ARDS, adult respiratory distress syndrome; amyg, amygdala; CHF, congestive heart failure; ctx, cortex; EC, entorhinal cortex; final dx, final diagnosis; hip, hippocampus; LB, Lewy bodies; NA, not available; n.d., none detected; NFT, neurofibrillary tangles; SP, senile plaques; sub, subiculum.

Immunocytochemistry

Tissue blocks, which included the middle portion of the EC (subfield EI), were dissected from the temporal lobe at autopsy, fixed in ethanol (70%/150 mM NaCl), embedded in paraffin, and cut into 6 μm sections, as described previously (Ginsberg et al., 1999, 2000; Hemby et al., 2002). One section from each individual was stained with acridine orange to verify the presence of nucleic acids in the tissue (Ginsberg et al., 1997, 1998; Hemby et al., 2002). To identify individual neurons for subsequent single-cell analysis, immunocytochemistry was performed on sections using a monoclonal antibody to nonphosphorylated neurofilaments (RmdO20; Ginsberg et al., 1999, 2000; Hemby et al., 2002). The antibody was labeled with the avidin-biotin method (ABC Vectastain; Vector Laboratories) and visualized with 3,3′-diaminobenzidine.

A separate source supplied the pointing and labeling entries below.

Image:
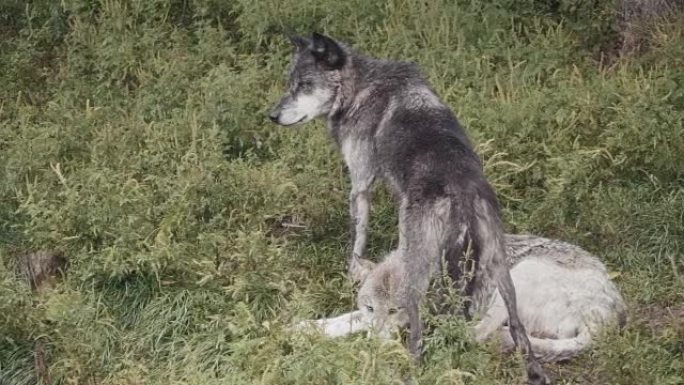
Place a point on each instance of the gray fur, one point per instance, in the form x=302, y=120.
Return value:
x=565, y=299
x=391, y=125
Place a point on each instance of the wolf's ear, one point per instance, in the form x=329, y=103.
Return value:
x=327, y=52
x=360, y=268
x=298, y=41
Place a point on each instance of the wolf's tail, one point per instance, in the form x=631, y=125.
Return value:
x=553, y=349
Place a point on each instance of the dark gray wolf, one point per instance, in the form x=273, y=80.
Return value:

Single-cell gene expression

After immunolabeling, a 66-base-pair oligo(dT)-T7 primer/promoter [AAACGACGGCCAGTGAATTGTAAT-ACGACTCACTATAGGCGC(T)24] was hybridized to poly(A+) mRNA overnight in 50% formamide/5× SSC at 25°C in a humidifying chamber. cDNA was synthesized directly on the tissue sections (in situ transcription) using avian myeloblastosis virus reverse transcriptase (AMVRT; 0.5 U/μl; Seigagaku America) in Tris buffer (pH 8.3) containing 6 mM MgCl2; 120 mM KCl; 7 mM dithio-threitol (DTT); 250 μM each of dATP, dCTP, dGTP, and TTP; and 0.12 U/μl of RNAsin (Tecott et al., 1988). Tissue sections were incubated in the aforementioned solution at 37°C for 90 minutes, washed twice in 2× SSC at 25°C for 5 minutes, and stored at 4°C in 0.5× SSC for up to 72 hours. After in situ transcription, layer II/II stellate neurons and CA1 pyramidal neurons were dissected using a micropipette attached to a micromanipulator under high-power objective field (40×). Although there was minimal disruption of the surrounding neuropil, the possibility exists that mRNA of other cells within the vicinity of the dissection may have been included in the analysis. Contents were collected in the pipette and emptied into 1.5 ml microcentrifuge tubes for second-strand cDNA synthesis and subsequent aRNA amplification. The amplification and reamplification procedures have been described in detail elsewhere (Eberwine et al., 1992, 1998; Ginsberg et al., 2000; Hemby et al., 2002). During the second round of amplification, 33P-UTP was incorporated for the RNA probes from each subject destined for custom-designed cDNA array hybridization. Under optimal conditions, the first round of aRNA amplification results in approximately a 1,000-fold yield, and two rounds of amplification result in approximately a 106-fold increase over the original amount of each poly(A+) mRNA. The aRNA procedure is a linear amplification process with minimal change in the relative abundance of the mRNA population in the native state of the neuron. mRNA can be reliably amplified from small amounts of fixed tissue including individual neurons (Ginsberg et al., 1999, 2000; Hemby et al., 2002).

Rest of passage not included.